In the Fall of 2023, the Department of English Language and Literature at the University of New Mexico will be conducting a course on "Critical Whiteness Studies," providing students with insights into whiteness as an ideology of supremacy and domination.
“Our goal in this course is to learn how to identify and challenge whiteness as part of an antiracist practice,” the course description states.
At the University of Colorado, Denver, there is a course called "Problematizing Whiteness: Educating for Racial Justice," which emphasizes that "Critical Whiteness Studies" offers a comprehensive examination of race, encompassing the struggles of people of color while also addressing the complicity of white individuals, the Daily Wire reports.
Additionally, at the University of Oregon, there are courses such as "Critical Whiteness Studies," which delve into the social construction of race by examining and contextualizing the concept of 'whiteness' as a racial category in the United States. Moreover, the university also offers classes on "Environmental Racism" and "Feminist Theories of Race."
The School of Education at the University of San Francisco will offer a course named "Whiteness, Power, and Privilege," which will take a comprehensive look at “racialization and racism through the lens of Critical Whiteness Studies.” It also offers an “examination of whiteness as the driving force behind … oppression.”
During the 2022-2023 academic year, the University of Puget Sound, through its English Department, offered a course on "Critical Whiteness Studies." This course explores and “engages with ‘whiteness’ as a category of identification in order to develop a theoretically informed understanding of the history, function, and effects of racial encoding within literature.”

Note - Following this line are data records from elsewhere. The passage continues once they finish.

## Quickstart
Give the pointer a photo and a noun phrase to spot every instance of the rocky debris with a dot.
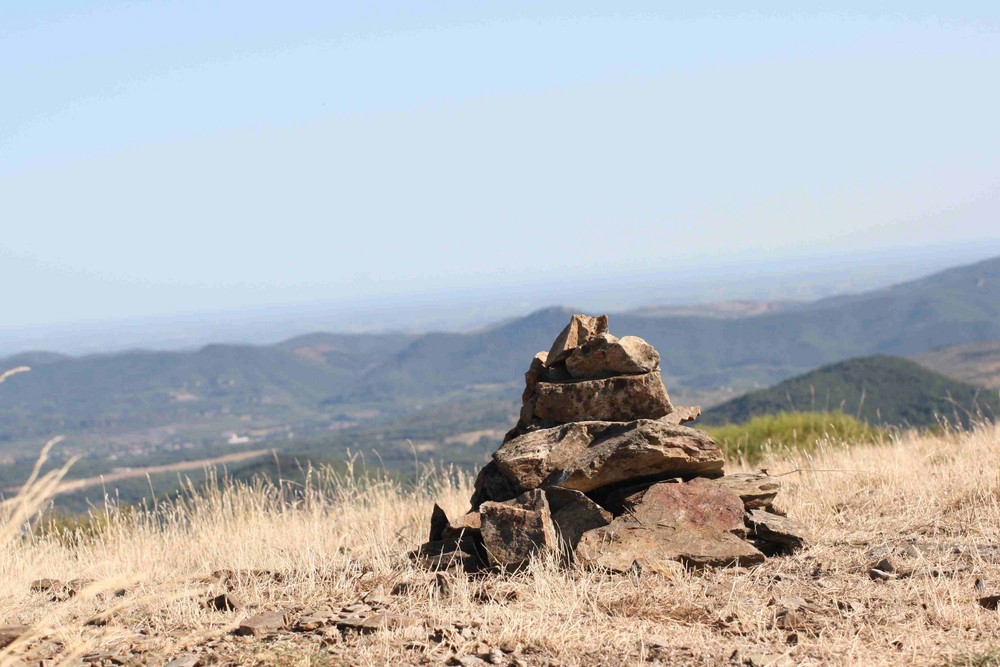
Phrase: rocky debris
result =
(600, 468)
(756, 490)
(991, 602)
(780, 533)
(262, 624)
(10, 633)
(581, 328)
(184, 661)
(513, 531)
(56, 590)
(589, 455)
(606, 356)
(223, 602)
(688, 522)
(620, 398)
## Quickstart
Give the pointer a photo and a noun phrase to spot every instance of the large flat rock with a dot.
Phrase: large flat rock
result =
(620, 398)
(516, 530)
(589, 455)
(606, 356)
(690, 522)
(580, 329)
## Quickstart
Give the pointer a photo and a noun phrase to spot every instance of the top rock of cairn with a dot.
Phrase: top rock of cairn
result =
(600, 468)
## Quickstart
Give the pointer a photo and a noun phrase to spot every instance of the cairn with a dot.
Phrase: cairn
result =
(601, 469)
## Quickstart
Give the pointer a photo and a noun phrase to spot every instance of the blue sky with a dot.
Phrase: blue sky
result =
(161, 157)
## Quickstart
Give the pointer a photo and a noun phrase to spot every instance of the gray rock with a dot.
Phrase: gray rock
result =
(515, 531)
(786, 535)
(757, 490)
(10, 633)
(574, 514)
(690, 522)
(262, 624)
(621, 398)
(492, 484)
(184, 661)
(589, 455)
(580, 329)
(605, 356)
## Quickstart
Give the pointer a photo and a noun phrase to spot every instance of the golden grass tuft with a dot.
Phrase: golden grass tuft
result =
(931, 504)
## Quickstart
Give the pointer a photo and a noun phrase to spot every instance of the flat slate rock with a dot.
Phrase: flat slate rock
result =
(589, 455)
(784, 533)
(576, 514)
(606, 356)
(757, 490)
(515, 531)
(689, 522)
(620, 398)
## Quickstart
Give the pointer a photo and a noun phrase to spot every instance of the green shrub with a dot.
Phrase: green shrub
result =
(791, 430)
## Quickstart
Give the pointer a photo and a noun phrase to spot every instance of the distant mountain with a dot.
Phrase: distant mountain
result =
(322, 383)
(700, 352)
(975, 363)
(880, 390)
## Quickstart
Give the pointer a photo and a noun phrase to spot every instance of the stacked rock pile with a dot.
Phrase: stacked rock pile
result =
(600, 469)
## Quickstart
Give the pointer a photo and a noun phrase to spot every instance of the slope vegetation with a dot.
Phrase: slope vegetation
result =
(975, 363)
(879, 390)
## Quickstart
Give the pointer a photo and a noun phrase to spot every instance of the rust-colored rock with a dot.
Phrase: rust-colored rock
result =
(689, 522)
(781, 533)
(605, 356)
(573, 514)
(514, 531)
(620, 398)
(589, 455)
(757, 490)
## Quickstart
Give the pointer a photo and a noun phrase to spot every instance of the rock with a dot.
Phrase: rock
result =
(75, 586)
(621, 398)
(783, 534)
(439, 522)
(492, 484)
(467, 661)
(682, 414)
(604, 356)
(590, 455)
(377, 622)
(690, 522)
(462, 553)
(223, 602)
(313, 620)
(184, 661)
(991, 602)
(262, 624)
(757, 490)
(516, 530)
(580, 329)
(11, 633)
(56, 590)
(576, 514)
(466, 524)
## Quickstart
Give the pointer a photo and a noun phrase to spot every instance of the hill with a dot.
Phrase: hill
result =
(700, 352)
(351, 385)
(880, 390)
(975, 363)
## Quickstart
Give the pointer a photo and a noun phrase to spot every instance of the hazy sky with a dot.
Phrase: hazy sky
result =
(177, 156)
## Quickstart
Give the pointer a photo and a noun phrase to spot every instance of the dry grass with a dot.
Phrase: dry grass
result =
(335, 542)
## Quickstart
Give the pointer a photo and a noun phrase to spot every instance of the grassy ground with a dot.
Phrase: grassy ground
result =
(928, 504)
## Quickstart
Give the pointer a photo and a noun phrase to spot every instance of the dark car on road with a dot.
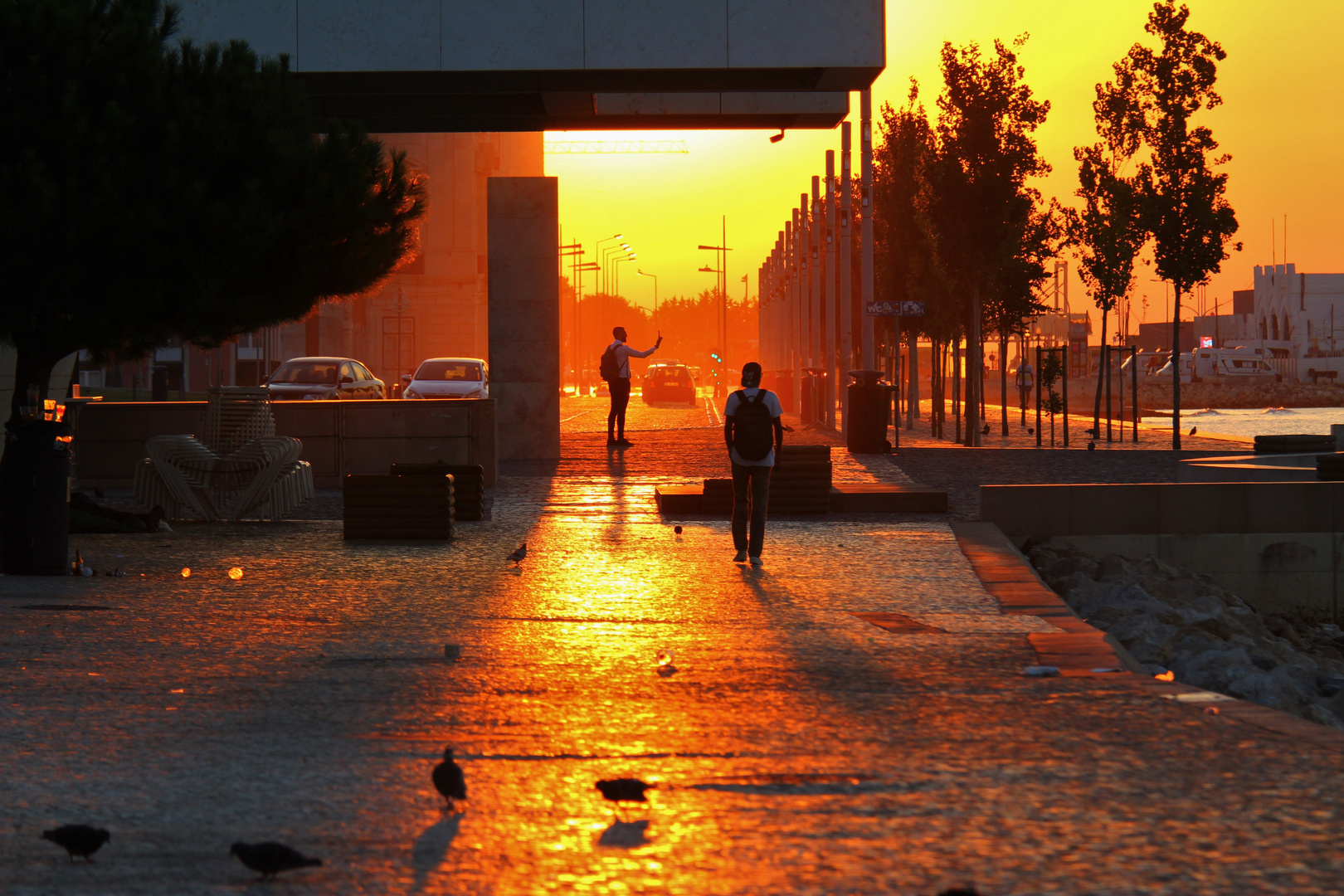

In the archived records of the University of Wisconsin Madison's African Cultural Studies department, there was a course titled "The Problem of Whiteness," which has since been deleted. The course description stated that its focus was on "Critical Whiteness Studies," aiming to comprehend the social construction and experiences associated with whiteness to contribute to the dismantling of white supremacy.
It added “Our class will break away from the standard US-centric frame, and consider how whiteness is constructed globally.” The course explains how white people “consciously and unconsciously perpetuate institutional racism.”